Children with autism who received the hormone oxytocin via a squirt in the nose exhibited more activity in brain regions associated with the processing of social information, according to a small study conducted by researchers from Yale University.
The study involved seven children who received just a single dose of oxytocin—the “love hormone” associated with human bonding. Researchers haven’t yet studied whether the differences in the brain activity will translate into changes in the children’s behavior.
However, experts are hopeful that oxytocin will one day be used to help autistic children better communicate and read social cues.
“These findings add to a growing body of evidence that points to oxytocin and oxytocin-based therapeutics as having great potential for addressing core social deficits in autism,” said Robert Ring, vice president for translational research at Autism Speaks, who was not involved with the study.
For the study, researchers gave seven children either a nasal spray containing oxytocin or an inactive placebo on two occasions.
As their brain activity was being measured with a functional MRI, the children were then given a series of tests to evaluate their responses to social cues and situations.
The oxytocin group showed increased activity in areas of the “social” brain, including the medial prefrontal cortex, the temporal parietal junction, the fusiform gyrus and the superior temporal sulcus. The brain activity appeared as it would in a typically developing child’s brain, said lead study author Ilanit Gordon, a postdoctoral research fellow at Yale.
“For these seven kids, it seems the oxytocin really enhances brain activation in regions that are very important to how we function in the social world,” Gordon said.
Exactly what role oxytocin plays in autism isn’t known, Gordon said, but it’s been an intriguing area of research. A small study from the 1990s showed that individuals with autism tended to have lower blood levels of oxytocin, but those findings were never replicated, she said.
Current research has found that people with autism are more likely to have a particular difference in a gene that codes for the oxytocin receptor, but what the variation means functionally is unclear.

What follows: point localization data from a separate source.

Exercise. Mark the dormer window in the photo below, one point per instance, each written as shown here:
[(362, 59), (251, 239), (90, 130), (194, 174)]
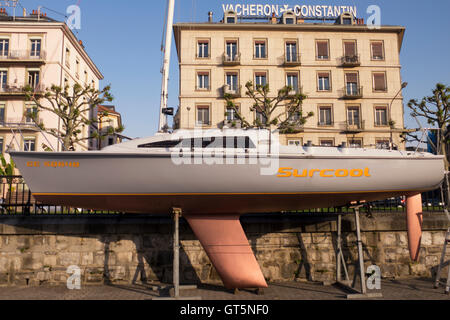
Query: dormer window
[(230, 17), (288, 17)]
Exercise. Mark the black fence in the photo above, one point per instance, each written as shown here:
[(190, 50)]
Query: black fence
[(16, 199)]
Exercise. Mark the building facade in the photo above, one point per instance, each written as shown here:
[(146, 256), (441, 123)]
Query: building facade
[(349, 72), (38, 51)]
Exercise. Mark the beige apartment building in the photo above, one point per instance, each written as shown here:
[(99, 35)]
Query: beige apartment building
[(349, 73), (38, 51)]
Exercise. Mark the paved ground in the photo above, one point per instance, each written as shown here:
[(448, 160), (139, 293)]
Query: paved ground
[(411, 289)]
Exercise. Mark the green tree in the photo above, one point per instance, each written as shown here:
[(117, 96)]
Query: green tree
[(75, 106), (290, 119), (435, 110)]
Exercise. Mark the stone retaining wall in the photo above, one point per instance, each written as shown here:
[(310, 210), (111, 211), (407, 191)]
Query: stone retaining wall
[(122, 249)]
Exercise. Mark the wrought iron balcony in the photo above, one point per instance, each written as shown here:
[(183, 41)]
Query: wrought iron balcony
[(231, 60), (291, 60), (234, 92), (350, 61), (352, 92), (23, 56)]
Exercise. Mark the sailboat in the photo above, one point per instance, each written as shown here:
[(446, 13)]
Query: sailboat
[(215, 176)]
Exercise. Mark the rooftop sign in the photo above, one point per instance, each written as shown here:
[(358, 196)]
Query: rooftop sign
[(320, 11)]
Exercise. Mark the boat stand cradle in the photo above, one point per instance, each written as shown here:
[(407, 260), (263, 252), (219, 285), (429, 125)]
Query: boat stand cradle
[(175, 290), (341, 264)]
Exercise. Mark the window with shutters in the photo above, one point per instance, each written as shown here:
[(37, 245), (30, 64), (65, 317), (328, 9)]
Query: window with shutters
[(323, 81), (350, 48), (260, 78), (325, 116), (203, 48), (203, 116), (377, 50), (260, 49), (322, 52), (379, 82), (351, 83), (381, 118), (203, 80)]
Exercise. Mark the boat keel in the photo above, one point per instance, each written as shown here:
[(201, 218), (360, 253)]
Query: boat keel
[(414, 224), (227, 247)]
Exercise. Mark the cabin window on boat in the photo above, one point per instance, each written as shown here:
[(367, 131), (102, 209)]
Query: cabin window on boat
[(203, 80), (381, 116), (203, 116), (326, 142), (379, 82), (203, 49), (355, 143), (29, 144), (325, 116), (377, 50), (382, 143), (323, 81)]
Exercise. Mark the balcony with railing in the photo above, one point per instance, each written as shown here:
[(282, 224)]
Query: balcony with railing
[(352, 126), (352, 92), (234, 91), (351, 61), (23, 56), (291, 60), (231, 60), (19, 90)]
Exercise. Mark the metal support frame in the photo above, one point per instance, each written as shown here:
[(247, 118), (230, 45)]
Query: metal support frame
[(340, 261), (442, 265), (175, 290)]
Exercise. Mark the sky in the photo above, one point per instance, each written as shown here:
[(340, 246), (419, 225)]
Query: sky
[(124, 40)]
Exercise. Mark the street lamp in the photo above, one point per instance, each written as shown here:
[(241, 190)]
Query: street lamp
[(404, 84)]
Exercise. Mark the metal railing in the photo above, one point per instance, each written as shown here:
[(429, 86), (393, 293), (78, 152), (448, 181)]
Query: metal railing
[(20, 55), (16, 199)]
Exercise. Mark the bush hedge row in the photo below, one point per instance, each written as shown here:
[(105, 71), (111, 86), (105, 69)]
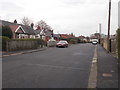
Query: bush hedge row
[(4, 39)]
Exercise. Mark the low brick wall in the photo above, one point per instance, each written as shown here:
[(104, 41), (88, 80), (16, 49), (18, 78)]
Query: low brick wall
[(14, 45)]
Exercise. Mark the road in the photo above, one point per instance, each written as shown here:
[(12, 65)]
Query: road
[(51, 68)]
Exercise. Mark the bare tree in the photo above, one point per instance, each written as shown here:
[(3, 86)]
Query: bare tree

“Although enormously interesting, these findings are not sufficient to warrant use of oxytocin in clinical practice for autism today,” Ring said. “Rather, they give reason to be hopeful that down the road, the knowledge being generated by studies such as this can be translated into safe and effective medicines.”
Even if oxytocin is proven to be effective, said Gordon, parents should know that autism symptoms will not suddenly disappear. Instead, it’s more likely that oxytocin will be used along with behavioral therapies, perhaps to enhance social skills.
The study is continuing and will eventually include 40 kids aged 7 to 18, said Gordon.